# "MLOps project - part 2a: Machine Learning Workflow Orchestration using Prefect"
> "Machine learning workflow orchestration using Prefect."

- toc: True
- branch: master
- badges: true
- comments: true
- categories: [mlops]
- image: images/some_folder/your_image.png
- hide: false
- search_exclude: true

In the previous blog post, we learned how to use MLflow to train a model and track experiments.
In the second post of this series, we will convert the code from the previous phase into a machine learning pipeline. I'll demonstrate how to complete the task using two popular tools: Prefect and ZenML. There are several incredible tools that we cannot include in this article, such as Flyte, Kale, Aro, etc.

We begin with Prefect and demonstrate how to utilize it locally and on Google Cloud. The same is then performed using ZenML.

But why do our machine learning services need a pipeline? The ZenML manual describes it in detail [[source](https://github.com/zenml-io/zenbytes)]:

> As an ML practitioner, you are probably familiar with building ML models using Scikit-learn, PyTorch, TensorFlow, or similar. An **[ML Pipeline](https://docs.zenml.io/developer-guide/steps-and-pipelines)** is simply an extension, including other steps you would typically do before or after building a model, like data acquisition, preprocessing, model deployment, or monitoring. The ML pipeline essentially defines a step-by-step procedure of your work as an ML practitioner. Defining ML pipelines explicitly in code is great because: <br>
> - We can easily rerun all of our work, not just the model, eliminating bugs and making our models easier to reproduce.
> - Data and models can be versioned and tracked, so we can see at a glance which dataset a model was trained on and how it compares to other models.
> - If the entire pipeline is coded up, we can automate many operational tasks, like retraining and redeploying models when the underlying problem or data changes or rolling out new and improved models with CI/CD workflows.

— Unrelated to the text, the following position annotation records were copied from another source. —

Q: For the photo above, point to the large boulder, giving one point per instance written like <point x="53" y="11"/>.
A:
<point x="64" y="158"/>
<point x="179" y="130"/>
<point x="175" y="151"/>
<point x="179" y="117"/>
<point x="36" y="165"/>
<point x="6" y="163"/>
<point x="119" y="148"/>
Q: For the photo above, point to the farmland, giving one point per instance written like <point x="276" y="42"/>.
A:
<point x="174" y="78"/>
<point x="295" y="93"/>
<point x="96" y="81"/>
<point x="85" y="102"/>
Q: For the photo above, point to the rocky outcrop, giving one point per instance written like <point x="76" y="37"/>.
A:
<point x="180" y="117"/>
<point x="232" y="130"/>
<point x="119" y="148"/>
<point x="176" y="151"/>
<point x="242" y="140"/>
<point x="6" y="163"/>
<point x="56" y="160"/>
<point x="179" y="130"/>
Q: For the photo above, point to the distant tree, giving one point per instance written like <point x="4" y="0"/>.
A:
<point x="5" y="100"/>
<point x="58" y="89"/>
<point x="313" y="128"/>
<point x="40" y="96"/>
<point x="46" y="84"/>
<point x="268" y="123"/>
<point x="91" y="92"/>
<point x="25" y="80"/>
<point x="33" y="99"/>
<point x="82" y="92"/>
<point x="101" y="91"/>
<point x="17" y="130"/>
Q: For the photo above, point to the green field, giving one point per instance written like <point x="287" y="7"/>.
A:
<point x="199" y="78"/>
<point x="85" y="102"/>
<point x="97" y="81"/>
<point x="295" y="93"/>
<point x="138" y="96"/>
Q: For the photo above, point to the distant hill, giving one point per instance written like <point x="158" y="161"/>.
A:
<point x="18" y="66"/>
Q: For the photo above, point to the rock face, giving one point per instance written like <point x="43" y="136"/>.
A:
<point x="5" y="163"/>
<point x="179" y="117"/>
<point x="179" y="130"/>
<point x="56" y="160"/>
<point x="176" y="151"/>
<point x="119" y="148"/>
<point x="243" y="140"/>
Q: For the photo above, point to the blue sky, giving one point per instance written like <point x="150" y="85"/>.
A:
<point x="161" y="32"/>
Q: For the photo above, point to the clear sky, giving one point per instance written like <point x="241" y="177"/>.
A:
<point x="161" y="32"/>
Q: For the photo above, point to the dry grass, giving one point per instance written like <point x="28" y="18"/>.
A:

We may have extensive preprocessing that we do not want to repeat every time we train a model, such as in the last blog post where we generated the 'corpus' list.
We may also need to compare the performance of different models, or wish to deploy the model and monitor data and model performance. Here, ML pipelines come into play, allowing us to specify our workflows as a series of modular processes that can subsequently be combined.

Additionally, we may have a machine learning pipeline that we would like to execute every week. We can put it on a timetable, and if the machine learning model fails or the incoming data fails, we can analyze and resolve the issues.

Let's consider a standard machine learning pipeline:

![](images/workflow-orchestration/1.png)
*[source](https://www.youtube.com/watch?v=eKzCjNXoCTc&list=PL3MmuxUbc_hIUISrluw_A7wDSmfOhErJK&index=22)*

Initially, we have a postgresql database and possibly a process that writes data to a parquet file. Next, we use pandas to consume the parquet file and merge it with the API data we're pulling.
After training the model, we register the artifact and conduct experiments with MLflow; if specific conditions are met, we may deploy the model using Flask, for example.
Clearly, these phases are interconnected; if one fails, the entire pipeline will be impacted.
Failure can occur in even unforeseen ways. For example, inbound data is flawed, the API fails to connect at random, and the same is true for MLflow. Problems may arise if you are using a database to store MLflow artifacts, such as experiments. Workflow orchestration is intended to mitigate the impact of these problems and assist in their resolution.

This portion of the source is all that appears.